We report the case of a 55-year-old Tunisian woman with preserved ventricular function, implanted with a dual-chamber pacemaker for complete atrioventricular block. Right ventricular septal pacing induced a major ventricular dyssynchrony, severe left ventricular ejection fraction deterioration and symptoms of congestive heart failure. Upgrading to a biventricular device was associated with a decrease in the symptoms and the ventricular dyssynchrony, and an increase of left ventricular ejection fraction.

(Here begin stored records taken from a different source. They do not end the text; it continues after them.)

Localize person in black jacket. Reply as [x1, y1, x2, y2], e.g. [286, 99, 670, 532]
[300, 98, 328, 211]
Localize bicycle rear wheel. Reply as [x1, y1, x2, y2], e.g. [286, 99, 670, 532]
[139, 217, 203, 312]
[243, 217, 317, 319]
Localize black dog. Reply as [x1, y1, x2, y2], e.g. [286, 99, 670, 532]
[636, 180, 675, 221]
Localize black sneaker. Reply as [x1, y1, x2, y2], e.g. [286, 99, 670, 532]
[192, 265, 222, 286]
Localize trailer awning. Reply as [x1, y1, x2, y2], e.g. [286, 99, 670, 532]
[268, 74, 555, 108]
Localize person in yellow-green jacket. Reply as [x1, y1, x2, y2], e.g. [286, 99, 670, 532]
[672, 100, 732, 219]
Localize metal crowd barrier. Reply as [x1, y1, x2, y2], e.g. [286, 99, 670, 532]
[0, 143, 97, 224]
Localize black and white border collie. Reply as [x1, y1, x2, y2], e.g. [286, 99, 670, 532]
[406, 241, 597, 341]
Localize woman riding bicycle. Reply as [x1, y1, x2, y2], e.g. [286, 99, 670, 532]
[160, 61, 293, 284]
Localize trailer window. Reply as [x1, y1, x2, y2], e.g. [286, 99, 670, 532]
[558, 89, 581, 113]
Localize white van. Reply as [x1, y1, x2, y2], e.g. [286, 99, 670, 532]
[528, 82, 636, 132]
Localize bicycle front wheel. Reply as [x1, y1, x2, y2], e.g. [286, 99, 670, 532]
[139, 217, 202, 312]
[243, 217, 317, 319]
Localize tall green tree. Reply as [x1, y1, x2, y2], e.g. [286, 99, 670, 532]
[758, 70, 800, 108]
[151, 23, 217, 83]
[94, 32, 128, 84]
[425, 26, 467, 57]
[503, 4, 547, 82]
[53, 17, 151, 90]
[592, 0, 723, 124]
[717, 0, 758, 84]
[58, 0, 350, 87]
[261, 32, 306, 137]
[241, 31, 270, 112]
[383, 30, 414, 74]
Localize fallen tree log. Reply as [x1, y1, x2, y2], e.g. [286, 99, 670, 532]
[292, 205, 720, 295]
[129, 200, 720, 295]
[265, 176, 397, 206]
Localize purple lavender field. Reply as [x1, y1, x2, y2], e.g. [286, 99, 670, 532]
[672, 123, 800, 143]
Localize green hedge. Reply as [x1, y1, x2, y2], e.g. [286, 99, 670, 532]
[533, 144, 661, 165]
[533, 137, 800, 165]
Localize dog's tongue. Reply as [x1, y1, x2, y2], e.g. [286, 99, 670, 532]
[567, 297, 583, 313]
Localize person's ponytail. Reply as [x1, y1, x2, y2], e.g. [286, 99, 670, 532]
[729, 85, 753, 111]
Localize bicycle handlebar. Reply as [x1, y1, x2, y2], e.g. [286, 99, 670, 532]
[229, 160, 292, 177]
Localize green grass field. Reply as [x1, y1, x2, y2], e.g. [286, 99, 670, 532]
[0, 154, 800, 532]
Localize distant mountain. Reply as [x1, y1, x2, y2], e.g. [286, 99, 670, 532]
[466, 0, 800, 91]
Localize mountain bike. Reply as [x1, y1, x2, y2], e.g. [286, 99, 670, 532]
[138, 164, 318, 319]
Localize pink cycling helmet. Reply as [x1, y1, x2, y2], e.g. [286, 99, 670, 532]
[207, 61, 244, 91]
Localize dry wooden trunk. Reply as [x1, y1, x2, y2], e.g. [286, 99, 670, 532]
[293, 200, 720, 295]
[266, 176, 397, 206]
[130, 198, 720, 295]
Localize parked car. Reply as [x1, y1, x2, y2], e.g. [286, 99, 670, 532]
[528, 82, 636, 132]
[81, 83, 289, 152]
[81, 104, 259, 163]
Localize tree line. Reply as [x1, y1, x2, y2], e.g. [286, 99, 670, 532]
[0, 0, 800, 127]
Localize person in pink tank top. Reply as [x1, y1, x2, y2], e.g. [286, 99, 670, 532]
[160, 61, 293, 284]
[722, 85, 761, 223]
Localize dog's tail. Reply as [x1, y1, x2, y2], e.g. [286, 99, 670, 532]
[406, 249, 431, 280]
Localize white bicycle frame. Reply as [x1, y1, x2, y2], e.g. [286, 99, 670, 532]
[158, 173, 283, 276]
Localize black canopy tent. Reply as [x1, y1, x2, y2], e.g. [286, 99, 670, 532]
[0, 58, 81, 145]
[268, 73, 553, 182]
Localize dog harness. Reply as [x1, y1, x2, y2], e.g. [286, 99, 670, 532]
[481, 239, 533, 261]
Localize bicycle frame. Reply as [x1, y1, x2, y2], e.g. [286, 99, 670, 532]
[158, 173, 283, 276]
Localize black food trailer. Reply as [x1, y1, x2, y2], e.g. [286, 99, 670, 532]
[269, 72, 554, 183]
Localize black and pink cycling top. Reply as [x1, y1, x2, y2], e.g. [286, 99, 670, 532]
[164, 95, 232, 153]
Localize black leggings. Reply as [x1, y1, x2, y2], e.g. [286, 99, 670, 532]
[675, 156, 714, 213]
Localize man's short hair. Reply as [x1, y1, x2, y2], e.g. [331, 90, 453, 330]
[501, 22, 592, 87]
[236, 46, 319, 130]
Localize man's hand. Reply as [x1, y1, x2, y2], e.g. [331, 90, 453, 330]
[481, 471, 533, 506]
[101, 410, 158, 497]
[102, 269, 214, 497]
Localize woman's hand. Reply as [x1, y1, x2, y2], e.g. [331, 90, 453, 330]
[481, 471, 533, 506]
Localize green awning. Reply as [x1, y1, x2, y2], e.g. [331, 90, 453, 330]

Right ventricular septal pacing can induce reversible left ventricular dysfunction and heart failure secondary to left ventricular dyssynchrony. This complication remains an unpredictable complication of right ventricular septal pacing.
据报道,部分患者长期起搏后会出现右心室心尖部起搏相关的心力衰竭。确切机制尚不清楚,但可能与右心室心尖部起搏诱发的左心室不同步有关。右心室间隔部起搏被认为较少导致左心室功能恶化,因为其左心室激动模式更接近正常。
我们报告了一例55岁突尼斯女性患者,其心室功能正常,因完全性房室传导阻滞植入双腔起搏器。右心室间隔部起搏诱发了严重的心室不同步、左心室射血分数显著下降以及充血性心力衰竭症状。升级为双心室装置后,症状和心室不同步减轻,左心室射血分数增加。
右心室间隔部起搏可诱发可逆性左心室功能障碍及继发于左心室不同步的心力衰竭。这种并发症仍然是右心室间隔部起搏不可预测的并发症。